The youngest boy of the gang, he is most friendly with Ponyboy, with whom he shares similar interests. The narrative follows his progression from a timid, scared youngster, traumatized by the Socs, to a fearless and heroic boy who saved children from a fire and forbids his mother to visit him. Johnny adulates Dallas and is protected by the gang mostly because he frequently flees home, where he is neglected by his mother and beaten by his alcoholic father. It is the gang that provides him with love, affection, and refuge. As it was, Johnny had never been out of his neighborhood before he was compelled to flee.

Steve Randall

Steve, at age 17, is Sodapop's best friend since grade school and works alongside Sodapop in the gas station. He is expert with cars and with stealing hubcaps. He is tall and lean, as well as intelligent, cocky, and tough. His behavior toward Ponyboy varies—sometimes protective, while other times rejecting him as a tag-along.

Randy Adderson

Marcia's boyfriend and Bob's best friend, he is handsome and fair, at first delighting in conforming with the Socs and victimizing the greasers, but later attempting to please his fair-minded and scrupulous father. He develops a disgust for fighting, seems to be more reflective than Bob and the other Socs, sees the weaknesses in the Socs, has empathy for and a greater understanding of the greasers and the complexities of their lives, and resolves to do what is right regardless of the result. He "chickens out" from the rumble even though it may be discomforting for him, and resolves to tell the truth at the hearing.

Bob Sheldon

Cherry's handsome boyfriend, Bob is the leader of the gang and a corollary in many ways to Dallas. His parents failed to discipline him, turning him into a spoiled alcoholic tyrant who overcomes his unhappiness by tormenting others. He wears three heavy rings when victimizing the greasers and drives showy cars.
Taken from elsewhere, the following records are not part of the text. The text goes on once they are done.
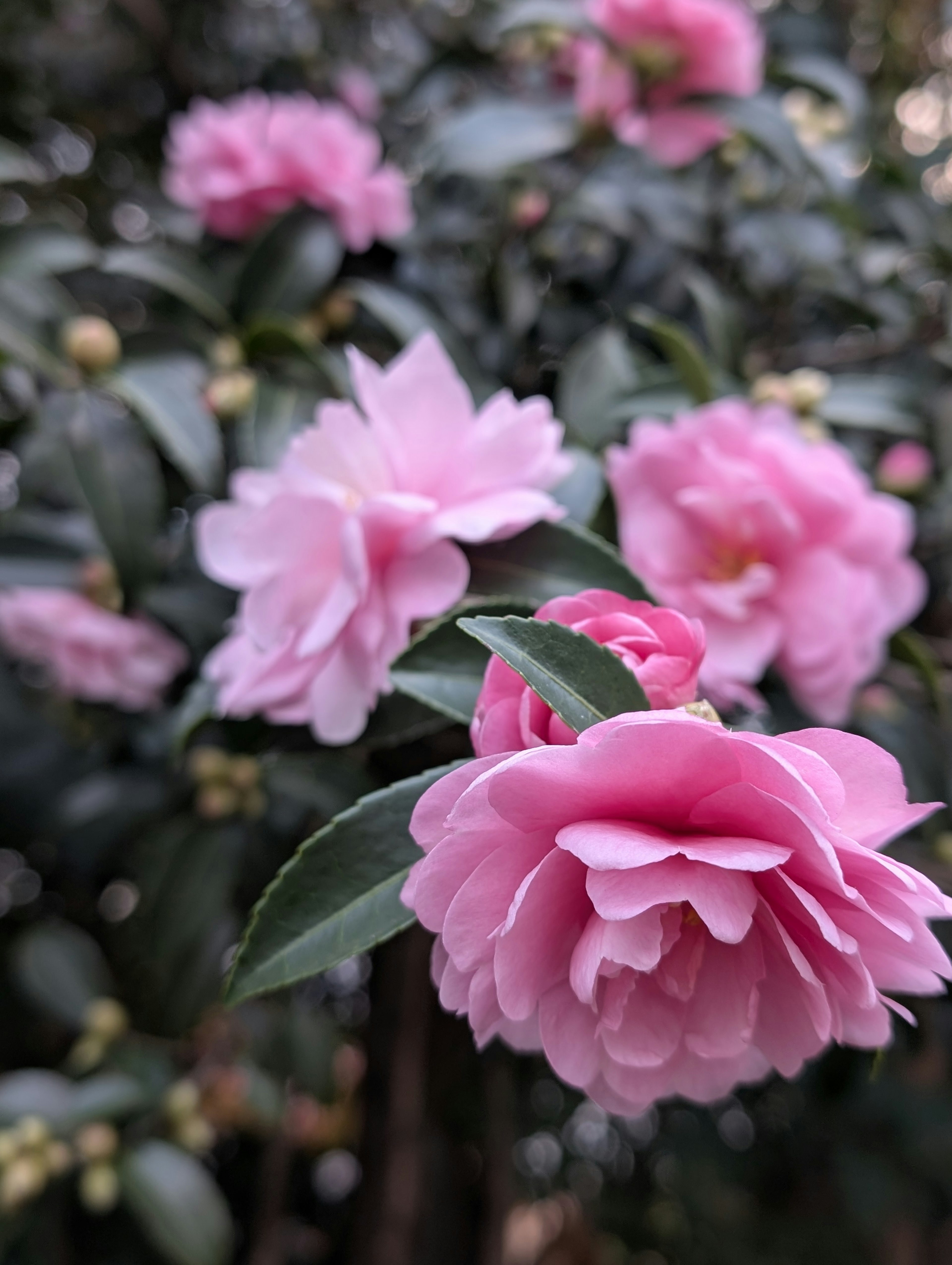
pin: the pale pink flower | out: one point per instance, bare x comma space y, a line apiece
668, 908
777, 544
90, 652
241, 162
904, 469
347, 543
662, 648
664, 54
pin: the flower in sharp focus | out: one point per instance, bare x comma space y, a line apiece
662, 647
665, 52
350, 541
777, 544
671, 908
89, 652
241, 162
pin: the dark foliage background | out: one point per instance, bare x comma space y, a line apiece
351, 1120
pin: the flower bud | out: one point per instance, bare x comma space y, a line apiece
99, 1188
904, 469
97, 1141
231, 394
93, 343
107, 1019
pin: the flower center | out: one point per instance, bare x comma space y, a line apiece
655, 60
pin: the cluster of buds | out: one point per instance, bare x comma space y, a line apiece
801, 391
97, 1147
188, 1126
104, 1021
227, 784
30, 1158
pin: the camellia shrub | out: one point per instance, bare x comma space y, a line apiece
476, 553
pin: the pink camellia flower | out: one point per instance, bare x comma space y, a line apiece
662, 647
90, 652
241, 162
668, 908
350, 541
904, 469
777, 544
664, 54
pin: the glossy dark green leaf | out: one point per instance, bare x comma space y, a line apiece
681, 348
61, 970
291, 266
178, 1203
600, 372
547, 561
490, 138
166, 393
406, 318
582, 681
339, 895
119, 476
443, 667
174, 271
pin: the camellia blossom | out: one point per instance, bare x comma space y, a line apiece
662, 647
779, 546
348, 542
241, 162
668, 908
90, 652
665, 52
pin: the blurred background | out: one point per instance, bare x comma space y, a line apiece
350, 1120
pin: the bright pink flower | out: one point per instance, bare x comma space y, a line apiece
904, 469
662, 647
89, 652
668, 908
665, 54
243, 161
346, 544
777, 544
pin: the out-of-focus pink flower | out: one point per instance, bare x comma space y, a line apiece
777, 544
665, 52
662, 647
90, 652
668, 908
243, 161
341, 548
904, 469
358, 90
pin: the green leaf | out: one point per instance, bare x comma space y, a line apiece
277, 413
443, 667
681, 348
490, 138
121, 480
45, 250
290, 266
61, 970
582, 681
547, 561
166, 391
178, 1203
174, 271
406, 318
597, 376
339, 895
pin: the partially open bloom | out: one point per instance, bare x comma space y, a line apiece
662, 647
664, 54
89, 652
350, 541
777, 544
668, 908
241, 162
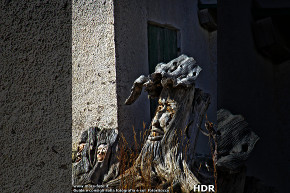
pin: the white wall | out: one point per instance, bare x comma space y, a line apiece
131, 17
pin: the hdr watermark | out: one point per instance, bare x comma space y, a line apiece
203, 188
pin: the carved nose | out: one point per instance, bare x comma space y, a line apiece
156, 124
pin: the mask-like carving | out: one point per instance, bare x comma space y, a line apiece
163, 117
102, 151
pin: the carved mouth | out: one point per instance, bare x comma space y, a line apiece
156, 134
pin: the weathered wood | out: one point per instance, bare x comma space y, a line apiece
96, 161
163, 159
167, 159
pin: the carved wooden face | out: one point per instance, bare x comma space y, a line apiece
162, 119
102, 151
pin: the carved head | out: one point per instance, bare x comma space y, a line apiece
101, 152
172, 83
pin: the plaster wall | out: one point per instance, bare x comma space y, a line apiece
94, 99
35, 96
131, 17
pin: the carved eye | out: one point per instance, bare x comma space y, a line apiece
160, 107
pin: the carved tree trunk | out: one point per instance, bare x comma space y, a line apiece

He is killed by Johnny in self-defense when he attempts to drown Ponyboy and beat Johnny.

Paul Holden

Paul is a handsome strong college youth who steps forward to challenge Darrel during the "rumble." A Soc, Paul had been Darrel's buddy and football teammate in high school. He despised and pitied Darrel for having stepped in a "lower" direction.

Tim Shepard

Tim is the leader of a band of hoods from Brumley. Dissimilar from the greasers in that the greasers never deliberately hurt anybody and only engaged in petty crime, the hoods were hardened and skilled convicts. Tim is described as having the "tense, hungry look of an alley cat" (146) and as someone who is constantly restless. He is a friend of Darry, but Ponyboy knows that Darry will never be like him; Darry will climb out of his rut someday and make it to a better life. Tim Shepard and his gang never would, since they enjoyed being convicts.

Mr. Syme

Mr. Syme is Ponyboy's English teacher, a man who appears to be genuinely concerned for the welfare of the boys and seems to be a skilled educator. He offers to raise Ponyboy's grade to a C if Ponyboy turns in an original essay that is at least five pages. This stimulates Ponyboy to produce this book.

Buck Merril

Buck is Dally's rodeo partner and is proficient in bootlegging and gambling. Ponyboy has been warned by his brothers to keep away from Merril, whom he, anyway, detests. Yet, he is compelled to go to his home in order to seek out Dallas so that Dallas can help Johnny, and he flees the police.

Jerry Woods

A schoolteacher, Mr. Woods is tolerant person who accepts Ponyboy and their gang for what they are. In another life, Jerry might have been a skilled social worker working with and understanding delinquents. He looks after Ponyboy's welfare, remonstrating with him about his smoking. He is empathetic and non-judgmental

The Doctor

The doctor is a man hardened by his job who was direct in his statements. On the other hand, he cared for his patients and went out of his way to inform the judge about Ponyboy's predicament. He also realized Johnny's attachment to the gang and allowed them to see him before he died.